Don Studinsky started his apiary only four years ago and - if you'll excuse the pun - he's been busy as a bee ever since. Not only do his 24 hives keep him busy, but he also runs a beekeeping mentor program, collects swarms, consults, provides pollination services, and performs extractions.
How long have you been keeping bees? I started in 2009 when I noticed there were almost no flying insects at the local community garden.
Why is beekeeping important? It's a way to connect back to the Earth upon which all our lives depend. Bees keep me focused on weather, blossoms, water, wind and all the nature stuff I was disconnected from while focused on Computer Science.
How do you share your beekeeping knowledge? I teach beekeeping year-round. Mostly at the apiaries, but also in classroom. I call it my mentor program. I also do public speaking.
Why did you get involved with CNG? Because my efforts to keep bees without chemicals are significant and worthy of special recognition, but the notion of "organic" when it comes to bees is pretty silly - the CNG program incorporates the bees foraging habits and their huge ranges.
What is unique or unusual about your apiary? I am keeping bees in Langstroth, Warre and Top Bar hives. I do this to be able to teach students the different management styles.
What’s your favorite way to use honey in a recipe? My favorite honey recipe is raw honey on a spoon. It's good for you in so many ways. I just eat it.
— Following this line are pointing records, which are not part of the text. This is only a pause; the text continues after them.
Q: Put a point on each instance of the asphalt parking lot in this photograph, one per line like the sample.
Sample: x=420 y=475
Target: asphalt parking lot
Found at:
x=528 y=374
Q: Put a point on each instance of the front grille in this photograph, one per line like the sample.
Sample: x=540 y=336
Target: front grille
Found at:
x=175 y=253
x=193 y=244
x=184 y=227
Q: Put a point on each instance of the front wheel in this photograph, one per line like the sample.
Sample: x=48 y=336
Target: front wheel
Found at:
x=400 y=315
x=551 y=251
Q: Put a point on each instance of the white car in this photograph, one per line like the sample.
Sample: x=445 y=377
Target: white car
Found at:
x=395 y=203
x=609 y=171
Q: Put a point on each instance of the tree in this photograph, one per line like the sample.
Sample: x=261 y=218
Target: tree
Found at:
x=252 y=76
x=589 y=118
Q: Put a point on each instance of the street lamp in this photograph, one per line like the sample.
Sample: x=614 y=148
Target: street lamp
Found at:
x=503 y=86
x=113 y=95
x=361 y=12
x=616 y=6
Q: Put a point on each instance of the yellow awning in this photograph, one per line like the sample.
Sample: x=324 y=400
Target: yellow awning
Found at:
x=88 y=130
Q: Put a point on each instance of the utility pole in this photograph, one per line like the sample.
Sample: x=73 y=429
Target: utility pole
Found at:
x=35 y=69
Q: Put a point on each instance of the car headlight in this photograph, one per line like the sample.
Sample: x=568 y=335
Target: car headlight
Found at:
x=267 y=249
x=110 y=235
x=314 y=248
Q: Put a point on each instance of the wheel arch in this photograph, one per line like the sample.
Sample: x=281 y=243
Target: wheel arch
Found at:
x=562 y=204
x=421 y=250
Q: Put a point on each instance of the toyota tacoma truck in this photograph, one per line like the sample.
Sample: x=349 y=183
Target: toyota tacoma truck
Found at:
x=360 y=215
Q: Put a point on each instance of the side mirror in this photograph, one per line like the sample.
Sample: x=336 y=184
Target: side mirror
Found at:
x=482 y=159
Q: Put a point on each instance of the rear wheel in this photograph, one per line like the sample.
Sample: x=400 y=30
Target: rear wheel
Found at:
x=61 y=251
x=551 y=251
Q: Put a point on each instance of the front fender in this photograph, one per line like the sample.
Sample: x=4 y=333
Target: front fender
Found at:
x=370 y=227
How do you include customers in your operation? Customers sometimes want to participate in a hands-on beekeeping experience or a classroom experience. I like making the human connection.
What unexpected customer interactions have been especially rewarding? My students are my customers and I am especially pleased when I get to see a student blossom into a competent beekeeper. One of my students is now CNG. That's very satisfying.
Who is your mentor or hero in the beekeeping world and/or food movement? I read a lot and am inspired by many. To pick a few: Tom Theobald, Ross Conrad, Michael Bush.
What do you think is the future of beekeeping in the United States? We happen to live in a time when beekeeping is transforming from a few people keeping thousands of hives to thousands of people keeping a few hives. That's the future of beekeeping. My mentor service is helping with that.
Is there anything else you would like to share? Beekeepers are MUCH too willing to work for free. We wouldn't ask our doctor or our mechanic to work for free. Beekeepers must project an image to the public that our services are worth a price. As long as we continue to work for free, the public will consider our worth exactly that. We’ve got to value our work appropriately.